At shows, well-ridden turns start with the course walk, where Todd too often sees riders fixated on striding in lines but not bothering to walk the full track through the corners they plan to ride.

In a session with the professional riders, maintaining the horse’s body alignment and, hence, his power, through turns was a focus. A small vertical to be jumped on an eight-stride square—“Yes, I do mean square, not circle”—demonstrated Todd’s emphasis on keeping the horse’s front and hind ends aligned. He coached an opening rein—moving your hand directly out to the side without pulling back—and a neck rein—moving your hand toward the neck but not crossing over the withers—to get riders to move their horses’ shoulders through a turn rather than overbend their necks, which allows the hindquarters to swing off the track. This disengages the hind end and causes the horse to lose impulsion, often when he needs it most at the take-off point of a jump.

At Todd’s level of competition, keeping that alignment enables him to shave winning seconds off the track with the horse still having the hindquarter engagement to propel himself clear over the fence even at a steep angle.

The rider’s body alignment is equally critical in turns. A strong lower leg was crucial to staying out of the horse’s way over the fence and helping him stay balanced through sharp turns. Todd coached a thumb-up hand position as allowing more flexibility through the elbow and a forward-facing torso with the arms moving independently of the torso when turning.

“This was the best prize Practical Horseman could give,” Joy enthused after the clinic. She rescued Lottie in 2012 and was thrilled when Todd complimented the mare’s “great brain” and bold nature. Having Todd’s help to give Lottie a better rider was a gift in itself and the ability to share it with friends was icing on the cake. Joy described her eventing and hunter/jumper friends as part of a community “that is so generous and has shared so much with me and been so supportive of each other. It’s been so great to give something back.” 

Top grand prix show jumper Todd Minikus flew to California to spend a day teaching Joy and her nine friends. © Jocelyn Pierce/AIMMEDIA

Aids and Equipment

Clear communication with the horse is Todd’s priority in choosing any artificial aid. “I’m a big fan of explaining to the horse what you want and using whatever tool or aid you need to be understood.” The key to success with an artificial aid is all about how it’s used. “It’s not the scalpel that does the damage, it’s the surgeon,” Todd noted. “Any aid can be good or bad depending on how you use it.”

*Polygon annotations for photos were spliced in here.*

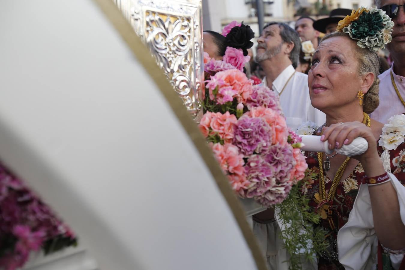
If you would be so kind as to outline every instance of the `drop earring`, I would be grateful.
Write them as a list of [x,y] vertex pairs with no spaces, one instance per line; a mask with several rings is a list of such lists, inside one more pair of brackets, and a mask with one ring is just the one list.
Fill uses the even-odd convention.
[[357,97],[358,98],[358,103],[361,105],[363,105],[363,99],[364,98],[364,94],[363,94],[363,90],[361,89],[358,90]]

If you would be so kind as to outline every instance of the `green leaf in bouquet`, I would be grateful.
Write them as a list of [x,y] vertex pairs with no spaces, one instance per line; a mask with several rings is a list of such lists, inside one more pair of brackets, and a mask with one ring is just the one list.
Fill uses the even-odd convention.
[[317,225],[320,217],[309,204],[309,200],[302,192],[304,185],[317,179],[313,169],[307,169],[304,180],[292,186],[287,198],[277,204],[279,216],[285,226],[280,237],[290,256],[289,268],[301,270],[304,261],[312,261],[317,255],[327,252],[328,243],[325,241],[326,234]]

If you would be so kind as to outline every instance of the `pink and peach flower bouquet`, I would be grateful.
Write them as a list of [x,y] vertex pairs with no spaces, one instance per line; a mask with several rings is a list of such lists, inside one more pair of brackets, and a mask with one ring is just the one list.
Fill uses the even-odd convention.
[[[223,33],[243,26],[232,22]],[[254,85],[243,73],[249,60],[241,49],[230,47],[222,60],[205,55],[204,114],[198,127],[237,193],[269,206],[286,198],[307,166],[278,96]]]

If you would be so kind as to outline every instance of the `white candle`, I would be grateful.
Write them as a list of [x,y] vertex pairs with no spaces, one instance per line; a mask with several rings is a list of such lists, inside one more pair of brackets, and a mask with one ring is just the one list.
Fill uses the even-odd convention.
[[358,137],[352,143],[347,145],[343,145],[341,148],[330,150],[328,147],[328,141],[321,141],[320,136],[300,135],[300,136],[304,145],[301,149],[304,151],[323,152],[328,154],[336,151],[341,155],[351,157],[362,154],[369,148],[367,141],[362,137]]

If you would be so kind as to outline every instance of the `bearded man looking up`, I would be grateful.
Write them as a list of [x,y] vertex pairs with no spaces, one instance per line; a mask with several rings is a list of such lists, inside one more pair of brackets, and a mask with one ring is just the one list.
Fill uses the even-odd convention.
[[301,46],[297,32],[286,23],[271,22],[257,41],[256,62],[266,74],[263,85],[279,95],[287,125],[295,131],[307,121],[323,124],[325,114],[311,104],[307,75],[295,71]]

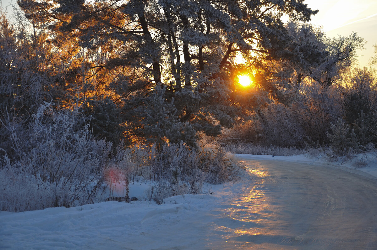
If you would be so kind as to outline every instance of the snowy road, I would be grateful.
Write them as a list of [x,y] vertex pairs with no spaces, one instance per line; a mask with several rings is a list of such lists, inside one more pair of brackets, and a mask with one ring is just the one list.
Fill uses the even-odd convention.
[[212,195],[0,212],[0,248],[377,249],[377,182],[328,166],[242,156]]
[[377,249],[375,180],[328,166],[244,162],[257,177],[224,214],[246,226],[228,230],[224,248]]

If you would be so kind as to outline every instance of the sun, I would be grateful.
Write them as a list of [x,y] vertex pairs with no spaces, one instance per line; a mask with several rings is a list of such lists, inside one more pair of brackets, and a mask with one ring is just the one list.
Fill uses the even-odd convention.
[[249,86],[253,83],[250,76],[248,75],[239,75],[238,82],[244,87]]

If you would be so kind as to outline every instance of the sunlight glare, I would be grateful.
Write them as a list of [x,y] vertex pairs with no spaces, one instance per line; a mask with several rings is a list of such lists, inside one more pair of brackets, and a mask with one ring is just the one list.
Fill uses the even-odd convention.
[[239,84],[244,87],[247,87],[251,85],[252,83],[250,77],[247,75],[239,75],[238,76],[238,82]]

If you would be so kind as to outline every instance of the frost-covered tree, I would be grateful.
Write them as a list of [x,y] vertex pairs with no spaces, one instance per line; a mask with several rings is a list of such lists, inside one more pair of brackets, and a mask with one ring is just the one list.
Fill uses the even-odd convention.
[[188,123],[179,121],[174,99],[168,102],[164,97],[166,86],[156,86],[144,103],[135,109],[132,123],[137,128],[135,135],[146,142],[155,144],[158,149],[169,143],[181,141],[195,146],[195,130]]
[[331,129],[332,133],[327,132],[326,134],[336,153],[342,155],[348,153],[351,149],[359,149],[360,143],[354,130],[349,129],[348,124],[341,119],[338,120],[336,125],[331,123]]
[[[95,92],[103,94],[108,89],[114,102],[135,108],[138,105],[136,100],[141,102],[139,104],[144,101],[134,97],[149,95],[161,83],[166,86],[164,98],[174,98],[180,122],[215,135],[222,127],[231,126],[242,109],[257,109],[256,97],[282,102],[290,97],[287,90],[291,90],[292,85],[286,80],[290,73],[277,74],[258,58],[297,61],[295,51],[300,45],[292,43],[281,17],[287,14],[293,20],[310,20],[317,11],[303,2],[18,3],[28,18],[35,15],[48,19],[53,41],[74,39],[80,52],[72,58],[78,62],[76,68],[80,64],[86,70],[69,75],[70,82],[78,89],[90,83],[93,88],[85,94],[99,96]],[[236,58],[243,62],[237,62]],[[72,69],[70,72],[77,72]],[[255,72],[257,92],[262,94],[250,91],[248,94],[256,98],[247,98],[250,102],[241,105],[245,98],[238,98],[235,79],[245,70]]]

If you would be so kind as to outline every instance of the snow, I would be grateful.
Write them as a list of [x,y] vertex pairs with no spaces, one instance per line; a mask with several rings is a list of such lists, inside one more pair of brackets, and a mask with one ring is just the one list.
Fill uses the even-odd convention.
[[327,157],[311,157],[307,154],[291,156],[241,154],[234,154],[233,155],[236,157],[241,156],[243,158],[250,159],[282,161],[311,164],[330,165],[360,175],[369,177],[372,176],[377,178],[377,152],[359,154],[352,158],[343,156],[339,158],[334,161],[329,161]]
[[[324,159],[303,155],[235,156],[245,160],[294,162],[305,165],[329,164]],[[372,156],[360,155],[356,159],[331,164],[359,174],[365,172],[377,177],[377,161]],[[361,160],[365,165],[355,169],[353,164]],[[130,185],[129,196],[138,197],[138,201],[108,202],[17,213],[0,212],[0,249],[203,249],[204,246],[205,249],[218,249],[225,245],[221,245],[225,241],[232,245],[233,243],[225,240],[230,237],[229,234],[236,233],[236,229],[243,229],[246,223],[223,214],[228,212],[226,211],[230,208],[244,207],[230,202],[242,202],[241,198],[237,197],[247,193],[245,190],[251,193],[245,187],[252,183],[254,178],[250,172],[240,171],[242,179],[237,183],[208,185],[205,188],[208,194],[173,196],[165,199],[164,203],[161,205],[146,198],[146,191],[152,183],[135,182]],[[270,189],[265,187],[260,190]],[[253,202],[256,202],[259,198],[255,196],[253,198],[257,199]],[[250,207],[256,209],[256,212],[248,212],[251,216],[267,218],[274,215],[271,208],[261,207],[258,211],[255,206]],[[263,226],[257,220],[247,223],[246,226],[249,227]],[[238,238],[246,237],[243,235],[239,235]],[[279,241],[285,238],[270,238]],[[267,238],[263,239],[262,242],[267,242]]]

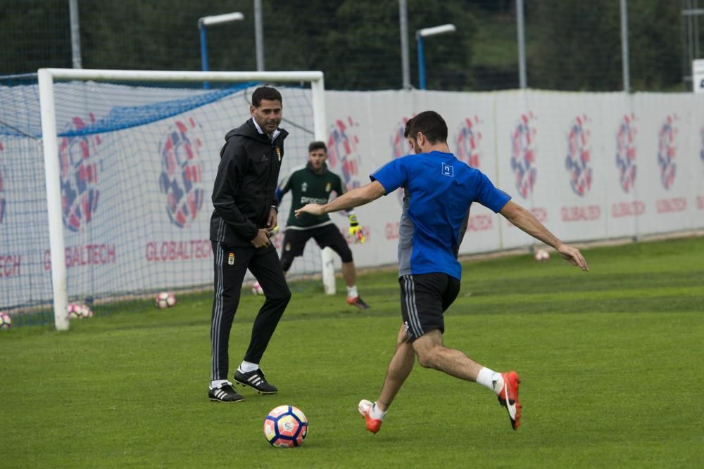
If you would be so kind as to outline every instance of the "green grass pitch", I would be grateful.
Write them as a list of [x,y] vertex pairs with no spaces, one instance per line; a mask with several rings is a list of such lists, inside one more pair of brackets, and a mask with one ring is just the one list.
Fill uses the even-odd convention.
[[[376,435],[356,411],[381,387],[401,323],[396,273],[362,275],[359,311],[317,283],[294,296],[262,361],[277,395],[207,398],[210,294],[0,333],[0,466],[692,468],[704,465],[704,238],[464,264],[445,343],[523,381],[511,430],[491,392],[417,364]],[[338,290],[344,291],[341,281]],[[262,298],[244,293],[241,359]],[[242,388],[238,388],[242,389]],[[303,447],[262,433],[273,407],[308,416]]]

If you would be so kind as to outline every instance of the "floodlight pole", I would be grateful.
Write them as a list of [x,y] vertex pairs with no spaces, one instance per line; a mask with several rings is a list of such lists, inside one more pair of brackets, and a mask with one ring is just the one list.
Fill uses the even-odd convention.
[[455,25],[451,23],[424,27],[415,32],[415,42],[418,49],[418,88],[425,89],[425,55],[423,52],[423,38],[428,36],[443,34],[446,32],[454,32],[457,30]]
[[[206,34],[206,26],[220,25],[231,21],[241,21],[244,15],[239,11],[214,16],[203,16],[198,19],[198,30],[201,32],[201,70],[203,72],[210,71],[208,66],[208,37]],[[203,84],[203,88],[209,88],[208,83]]]

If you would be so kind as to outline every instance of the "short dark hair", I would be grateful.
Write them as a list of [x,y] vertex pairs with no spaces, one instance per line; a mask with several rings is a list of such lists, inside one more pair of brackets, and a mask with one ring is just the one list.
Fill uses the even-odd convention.
[[434,110],[423,111],[406,123],[404,137],[415,139],[418,132],[425,135],[431,143],[444,143],[447,141],[447,124],[442,116]]
[[310,153],[313,150],[322,150],[325,153],[327,153],[327,146],[325,145],[325,142],[322,141],[312,141],[310,144],[308,145],[308,153]]
[[276,88],[271,86],[259,86],[252,93],[252,105],[255,108],[261,105],[263,99],[284,103],[284,100],[281,98],[281,93],[279,93]]

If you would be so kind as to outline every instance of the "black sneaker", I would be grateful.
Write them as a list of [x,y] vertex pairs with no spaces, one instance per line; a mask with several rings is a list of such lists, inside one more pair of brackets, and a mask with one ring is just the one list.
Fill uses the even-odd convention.
[[279,392],[276,386],[267,383],[266,378],[264,378],[264,372],[261,370],[255,370],[249,373],[241,373],[237,370],[234,373],[234,380],[243,386],[251,386],[259,394],[276,394]]
[[222,385],[208,392],[208,397],[215,402],[241,402],[244,400],[241,394],[237,394],[232,385]]

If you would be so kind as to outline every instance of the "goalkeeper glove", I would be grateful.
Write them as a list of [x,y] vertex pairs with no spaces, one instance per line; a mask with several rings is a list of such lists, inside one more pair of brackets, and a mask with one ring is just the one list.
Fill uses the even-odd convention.
[[364,236],[364,231],[357,222],[357,215],[348,215],[347,219],[350,221],[350,236],[352,237],[355,243],[364,243],[367,240],[366,236]]

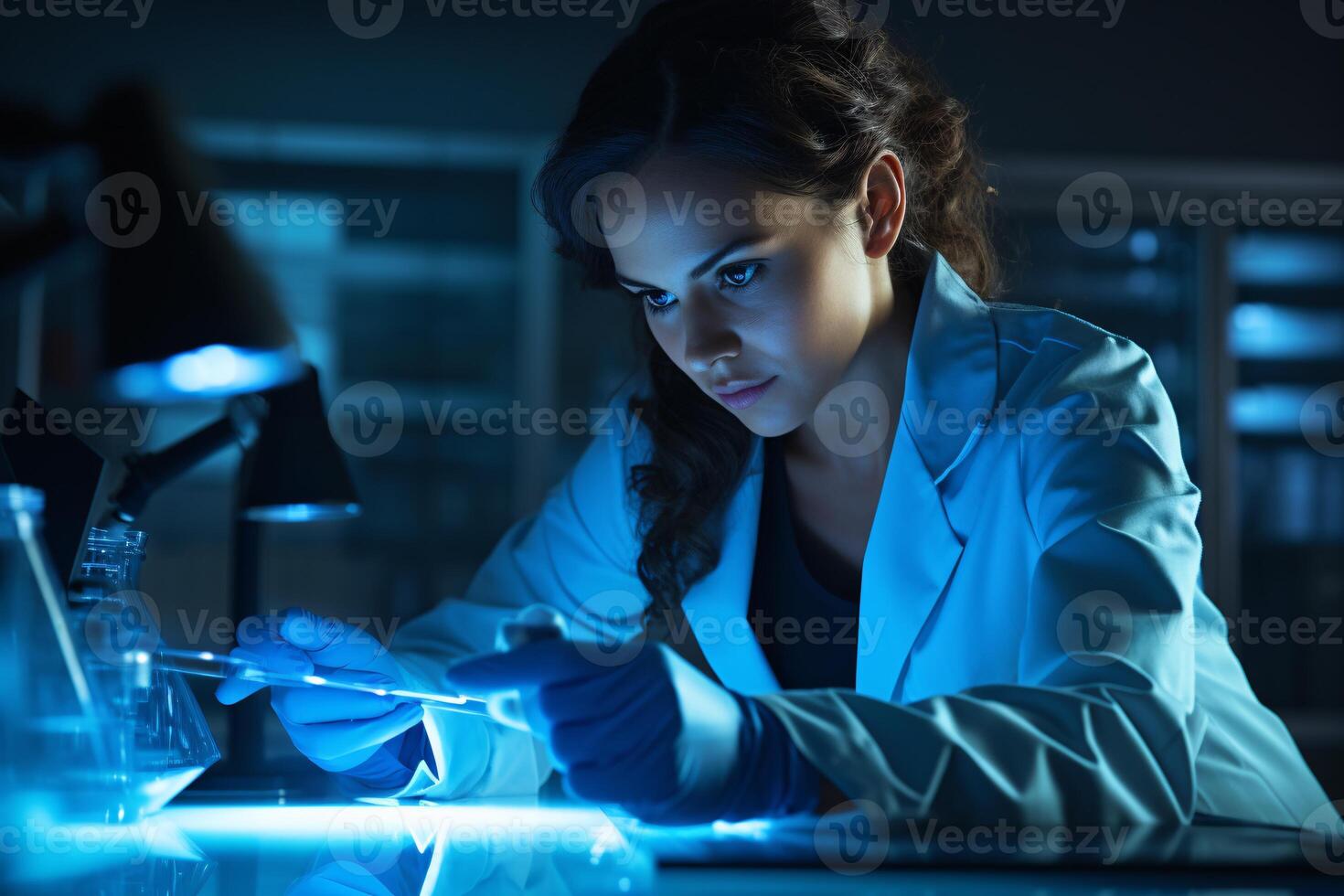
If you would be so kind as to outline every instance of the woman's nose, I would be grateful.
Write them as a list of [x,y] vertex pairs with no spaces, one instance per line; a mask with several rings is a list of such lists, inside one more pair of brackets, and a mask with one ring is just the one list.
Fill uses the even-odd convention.
[[695,297],[683,302],[681,321],[685,326],[685,363],[696,373],[704,373],[715,361],[737,357],[742,340],[724,320],[715,298]]

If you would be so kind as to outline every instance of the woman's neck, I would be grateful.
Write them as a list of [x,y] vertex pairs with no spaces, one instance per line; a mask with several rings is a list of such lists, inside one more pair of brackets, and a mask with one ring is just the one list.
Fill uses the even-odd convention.
[[[888,289],[891,279],[887,278]],[[900,415],[900,403],[905,398],[906,361],[910,357],[910,339],[914,332],[915,312],[918,310],[918,294],[903,285],[898,285],[891,292],[887,302],[874,302],[875,308],[883,309],[874,316],[872,325],[867,336],[855,352],[853,360],[837,380],[843,383],[872,383],[887,396],[886,437],[882,445],[862,457],[845,457],[831,450],[816,427],[817,415],[808,419],[802,426],[784,437],[785,455],[793,469],[825,469],[832,476],[844,478],[872,481],[876,476],[880,481],[887,469],[894,445],[896,420]],[[843,410],[848,414],[848,410]],[[821,419],[829,419],[827,414]],[[829,435],[829,434],[828,434]]]

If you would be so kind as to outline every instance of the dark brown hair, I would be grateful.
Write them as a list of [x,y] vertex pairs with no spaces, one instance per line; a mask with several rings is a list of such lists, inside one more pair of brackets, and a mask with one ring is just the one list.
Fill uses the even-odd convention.
[[[890,149],[907,191],[888,255],[892,279],[918,287],[938,251],[988,298],[999,265],[966,114],[884,31],[851,21],[844,0],[668,0],[589,79],[536,179],[534,203],[585,283],[612,287],[610,251],[586,238],[591,223],[571,214],[602,175],[636,172],[676,150],[781,193],[840,204],[857,196],[870,165]],[[723,509],[751,434],[640,326],[652,392],[632,410],[653,451],[632,469],[629,488],[640,500],[638,575],[657,611],[718,564]]]

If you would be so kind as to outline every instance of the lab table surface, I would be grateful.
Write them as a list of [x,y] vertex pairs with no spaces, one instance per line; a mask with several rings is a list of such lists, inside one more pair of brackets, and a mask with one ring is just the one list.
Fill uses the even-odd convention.
[[220,799],[136,825],[28,819],[0,837],[4,892],[1339,893],[1333,829],[956,826],[828,814],[656,827],[536,801]]

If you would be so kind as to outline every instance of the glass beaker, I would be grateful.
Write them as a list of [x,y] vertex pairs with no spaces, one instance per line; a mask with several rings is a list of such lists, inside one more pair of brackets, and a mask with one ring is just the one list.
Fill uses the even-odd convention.
[[112,705],[126,818],[163,807],[219,759],[185,678],[156,661],[164,646],[159,609],[140,591],[145,541],[138,531],[91,529],[77,603],[95,660],[93,676]]
[[42,492],[0,485],[0,814],[23,826],[116,821],[105,705],[42,539]]

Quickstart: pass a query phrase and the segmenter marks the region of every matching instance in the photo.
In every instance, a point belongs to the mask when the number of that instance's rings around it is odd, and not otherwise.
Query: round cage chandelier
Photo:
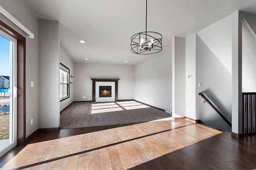
[[[148,0],[146,5],[146,31],[134,34],[131,38],[131,51],[137,54],[152,54],[162,51],[162,36],[156,32],[147,31]]]

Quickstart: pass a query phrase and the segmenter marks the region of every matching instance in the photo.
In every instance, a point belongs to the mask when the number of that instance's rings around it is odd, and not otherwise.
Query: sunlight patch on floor
[[[168,124],[162,124],[159,121],[145,122],[29,144],[3,168],[45,169],[49,167],[52,169],[54,167],[65,168],[61,162],[75,162],[76,160],[80,164],[76,163],[75,168],[82,168],[83,166],[93,163],[93,160],[89,159],[90,156],[97,155],[96,154],[98,153],[106,153],[108,155],[109,152],[106,152],[106,150],[113,149],[116,149],[120,156],[125,158],[127,154],[123,150],[128,150],[131,146],[137,143],[140,145],[137,149],[138,153],[146,153],[152,156],[146,160],[149,161],[223,133],[218,130],[214,130],[213,132],[205,131],[205,126],[185,120],[169,122]],[[195,127],[197,129],[196,131],[187,132],[189,129],[194,129]],[[206,127],[212,130],[210,127]],[[148,130],[150,128],[154,129],[153,131]],[[177,135],[173,136],[176,134]],[[178,136],[176,136],[177,135]],[[158,137],[160,138],[158,138]],[[158,140],[159,139],[165,140]],[[154,150],[148,149],[149,145],[152,144],[151,147]],[[113,145],[108,146],[110,145]],[[157,150],[157,152],[152,152],[153,150]],[[142,156],[138,154],[134,155],[137,156],[136,158]],[[120,161],[112,160],[108,157],[107,158],[110,162]],[[141,158],[144,160],[142,157]],[[48,162],[46,162],[46,160]],[[142,164],[147,162],[144,160],[140,163]],[[130,168],[136,167],[132,162],[128,163]],[[68,169],[68,164],[66,165],[66,169]]]
[[[128,103],[128,104],[120,104],[120,106],[122,107],[130,106],[136,106],[136,105],[144,105],[143,104],[142,104],[140,103],[138,103],[138,102]]]
[[[94,110],[96,109],[106,109],[108,108],[119,107],[120,106],[117,104],[113,104],[113,105],[99,106],[92,106],[92,110]]]
[[[124,107],[124,108],[126,110],[132,110],[132,109],[142,109],[143,108],[148,107],[150,107],[144,104],[142,105],[132,106],[126,106]]]
[[[118,102],[116,103],[121,105],[121,104],[127,104],[129,103],[138,103],[137,102],[130,101],[126,101],[126,102]]]
[[[124,109],[120,107],[112,107],[101,109],[95,109],[94,110],[92,110],[92,111],[91,111],[91,113],[95,114],[98,113],[108,113],[111,112],[112,111],[121,111],[122,110],[124,110]]]
[[[92,106],[106,106],[106,105],[116,105],[114,102],[111,103],[95,103],[92,104]]]
[[[158,119],[157,120],[152,120],[150,121],[163,121],[164,120],[172,120],[172,117],[166,117],[166,118]]]

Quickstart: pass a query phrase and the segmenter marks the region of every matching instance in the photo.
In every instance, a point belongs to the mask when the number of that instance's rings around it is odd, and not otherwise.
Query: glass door
[[[0,157],[16,145],[17,40],[0,30]]]

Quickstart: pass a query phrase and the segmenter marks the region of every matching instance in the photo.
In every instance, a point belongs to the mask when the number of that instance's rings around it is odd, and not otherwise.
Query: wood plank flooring
[[[0,158],[0,166],[4,170],[253,169],[256,138],[237,139],[186,120],[62,129],[39,133]]]

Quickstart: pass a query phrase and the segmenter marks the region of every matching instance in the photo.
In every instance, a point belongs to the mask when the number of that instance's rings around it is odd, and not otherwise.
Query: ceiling
[[[152,55],[130,51],[132,36],[145,31],[146,0],[24,1],[38,18],[59,21],[60,45],[74,62],[133,65]],[[186,37],[239,10],[255,13],[256,1],[149,0],[147,31],[162,35],[164,51],[174,36]]]

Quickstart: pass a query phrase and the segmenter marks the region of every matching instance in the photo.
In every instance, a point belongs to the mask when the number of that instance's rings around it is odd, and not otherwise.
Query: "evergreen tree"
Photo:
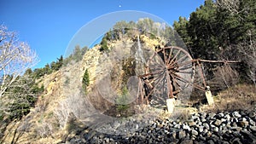
[[[87,86],[90,84],[90,78],[89,78],[89,72],[88,69],[85,70],[85,72],[83,76],[83,80],[82,80],[82,86],[84,89],[86,89]]]

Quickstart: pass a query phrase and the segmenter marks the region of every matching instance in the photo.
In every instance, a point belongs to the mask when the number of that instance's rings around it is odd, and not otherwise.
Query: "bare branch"
[[[38,62],[37,54],[16,34],[0,26],[0,97],[26,69]]]

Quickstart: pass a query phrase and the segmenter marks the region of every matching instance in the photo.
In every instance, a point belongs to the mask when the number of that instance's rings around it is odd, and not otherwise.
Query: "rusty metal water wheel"
[[[165,104],[177,98],[193,81],[192,57],[182,48],[171,46],[156,49],[139,75],[138,103]],[[186,94],[183,94],[186,95]]]

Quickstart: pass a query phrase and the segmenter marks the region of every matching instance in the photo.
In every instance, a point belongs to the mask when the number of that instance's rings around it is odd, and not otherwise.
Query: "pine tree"
[[[86,89],[87,86],[90,84],[90,78],[88,69],[85,70],[85,72],[83,76],[82,86],[84,89]]]

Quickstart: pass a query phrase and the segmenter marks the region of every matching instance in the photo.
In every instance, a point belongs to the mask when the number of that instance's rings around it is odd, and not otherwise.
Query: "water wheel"
[[[177,98],[193,81],[192,57],[182,48],[171,46],[156,49],[139,76],[139,103],[158,103]]]

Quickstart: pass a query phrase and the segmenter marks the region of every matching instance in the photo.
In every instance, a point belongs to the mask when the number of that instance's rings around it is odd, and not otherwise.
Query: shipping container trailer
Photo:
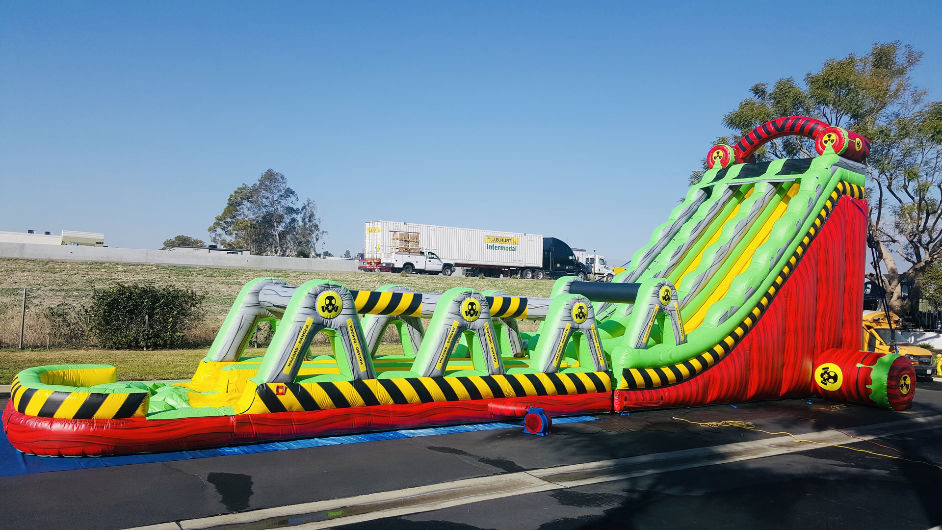
[[[450,275],[522,278],[585,277],[572,249],[540,234],[370,221],[365,226],[363,271],[400,271]],[[436,261],[437,260],[437,261]]]

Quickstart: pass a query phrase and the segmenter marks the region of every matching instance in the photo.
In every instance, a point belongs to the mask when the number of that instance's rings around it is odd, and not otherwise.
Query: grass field
[[[42,311],[68,303],[88,305],[96,289],[118,283],[169,284],[192,289],[206,295],[205,322],[191,333],[205,343],[212,340],[236,295],[246,282],[258,277],[276,277],[290,285],[321,278],[339,282],[351,290],[373,290],[399,284],[416,291],[443,292],[454,287],[478,290],[501,290],[518,296],[548,297],[550,280],[471,278],[390,274],[386,273],[301,273],[297,271],[253,271],[176,267],[135,263],[65,262],[0,258],[0,383],[29,366],[42,364],[112,364],[124,380],[188,378],[206,350],[118,351],[93,348],[56,348],[56,333]],[[49,351],[20,351],[23,290],[26,289],[25,346]],[[530,331],[524,323],[521,329]],[[47,342],[48,341],[48,342]]]

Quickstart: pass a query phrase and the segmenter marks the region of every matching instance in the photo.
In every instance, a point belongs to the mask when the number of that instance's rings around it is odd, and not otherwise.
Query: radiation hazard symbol
[[[815,369],[815,383],[825,390],[836,390],[844,382],[844,374],[836,364],[826,362]]]
[[[462,318],[467,322],[474,322],[480,316],[480,302],[475,298],[465,298],[462,302]]]
[[[906,395],[909,393],[909,389],[913,388],[913,380],[910,379],[908,373],[903,373],[902,377],[900,377],[900,393]]]
[[[834,146],[837,142],[837,135],[833,132],[824,133],[824,138],[821,139],[821,145],[827,147],[828,145]]]
[[[333,319],[344,308],[344,301],[333,290],[325,290],[317,296],[317,314],[325,319]]]
[[[726,154],[723,153],[723,149],[717,149],[710,155],[710,158],[713,160],[714,164],[719,164],[725,156]]]
[[[586,322],[586,319],[588,318],[589,308],[586,307],[586,305],[582,302],[576,303],[576,305],[573,306],[573,320],[576,321],[576,323],[582,323]]]
[[[658,295],[658,299],[660,300],[661,306],[667,306],[671,303],[671,298],[674,296],[674,291],[671,290],[671,286],[665,285],[660,288],[660,294]]]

Draw reins are one of his favorite tools, although he acknowledged that they can be dangerous if used incorrectly. At his home stable in Florida, “Any tool that can be used to explain to the horse what you want—instantly, correctly, kindly and softly—is a good tool. It makes a lot more sense to me to use draw reins to show the horse exactly what I want than to be wrestling and fighting with him and making him have to guess what I want.”

The key to effectiveness with draw reins and any other aid is instant reward—release of the pressure—when the horse responds correctly.

Spurs: Despite the wide variety of spurs available, Todd said their effectiveness is all about their application, not the type. Noting that most horses are sensitive enough to flinch at a light pinch of their skin, he encouraged participants to gauge how much pressure was needed in any given situation: “Hair deep, skin deep, tissue deep and bone deep.”

Crop: He carries one on all horses. “Since I quit smoking, [World Cup champion] Rodrigo [Pessoa] calls it my pacifier.”

Belly guards: Todd uses them on all his horses. “Even without studs, I find marks all over them.”